Inside the loop, for each column, we calculated the sum of its values using the sum()
method.
Example 3: Iterate Through Columns and Filter Columns
import pandas as pd
# create a sample DataFrame
data = {'A': [1, 2, 8],
'B': [4, 5, 6],
'C': [7, 8, 9]}
df = pd.DataFrame(data)
# filter columns with values greater than 5
for column_name, column_data in df.items():
filtered_data = column_data[column_data > 5]
print(f'Filtered data in {column_name}:\n{filtered_data}\n')
Output
Filtered data in A: 2 8 Name: A, dtype: int64 Filtered data in B: 2 6 Name: B, dtype: int64 Filtered data in C: 0 7 1 8 2 9 Name: C, dtype: int64
Here, for each column, first we iterated through the columns and then filtered and extracted the values that are greater than 5 using boolean indexing.
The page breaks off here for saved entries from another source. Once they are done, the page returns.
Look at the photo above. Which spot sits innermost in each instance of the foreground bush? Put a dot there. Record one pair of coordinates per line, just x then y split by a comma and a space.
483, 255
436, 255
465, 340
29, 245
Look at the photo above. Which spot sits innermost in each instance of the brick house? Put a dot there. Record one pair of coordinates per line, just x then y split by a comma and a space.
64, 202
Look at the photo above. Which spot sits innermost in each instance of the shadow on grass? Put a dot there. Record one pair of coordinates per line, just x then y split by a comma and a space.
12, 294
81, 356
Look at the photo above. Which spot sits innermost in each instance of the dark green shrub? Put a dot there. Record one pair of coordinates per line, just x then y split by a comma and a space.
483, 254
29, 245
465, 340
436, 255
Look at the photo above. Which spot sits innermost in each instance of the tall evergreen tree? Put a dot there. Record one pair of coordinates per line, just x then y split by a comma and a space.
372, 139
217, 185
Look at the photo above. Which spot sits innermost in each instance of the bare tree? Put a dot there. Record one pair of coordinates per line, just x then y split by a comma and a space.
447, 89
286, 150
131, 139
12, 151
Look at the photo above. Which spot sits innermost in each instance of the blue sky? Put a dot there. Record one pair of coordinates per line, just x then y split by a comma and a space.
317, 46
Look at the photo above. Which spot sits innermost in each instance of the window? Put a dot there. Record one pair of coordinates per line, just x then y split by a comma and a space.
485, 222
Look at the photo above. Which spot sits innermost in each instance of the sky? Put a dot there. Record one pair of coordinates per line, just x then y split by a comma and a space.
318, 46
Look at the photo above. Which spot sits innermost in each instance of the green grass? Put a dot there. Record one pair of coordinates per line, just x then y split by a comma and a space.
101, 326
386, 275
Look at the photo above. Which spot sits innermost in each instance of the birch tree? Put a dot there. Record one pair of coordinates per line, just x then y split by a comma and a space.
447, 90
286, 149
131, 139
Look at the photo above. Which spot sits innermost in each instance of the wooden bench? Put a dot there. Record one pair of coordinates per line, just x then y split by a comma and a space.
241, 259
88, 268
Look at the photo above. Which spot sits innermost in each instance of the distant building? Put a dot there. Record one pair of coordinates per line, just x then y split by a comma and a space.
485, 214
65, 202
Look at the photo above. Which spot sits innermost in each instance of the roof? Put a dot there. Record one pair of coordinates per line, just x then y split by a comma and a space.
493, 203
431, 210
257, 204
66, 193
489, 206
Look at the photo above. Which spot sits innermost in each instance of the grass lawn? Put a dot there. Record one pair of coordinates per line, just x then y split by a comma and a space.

Example 4: Rename Each Columns
import pandas as pd
# create a DataFrame
data = {'A': [1, 2, 3],
'B': [4, 5, 6],
'C': [7, 8, 9]}
df = pd.DataFrame(data)
# rename columns by adding a prefix
for column_name, column_data in df.items():
new_column_name = f'New_{column_name}'
df.rename(columns={column_name: new_column_name}, inplace=True)
print(df)
Output
New_A New_B New_C 0 1 4 7 1 2 5 8 2 3 6 9
In the above example, we have iterated through the columns of the df DataFrame using the for
loop with the items()
method.
Inside the loop, we renamed each column by adding the prefix New_
to its original name and applied the renaming to the DataFrame in-place.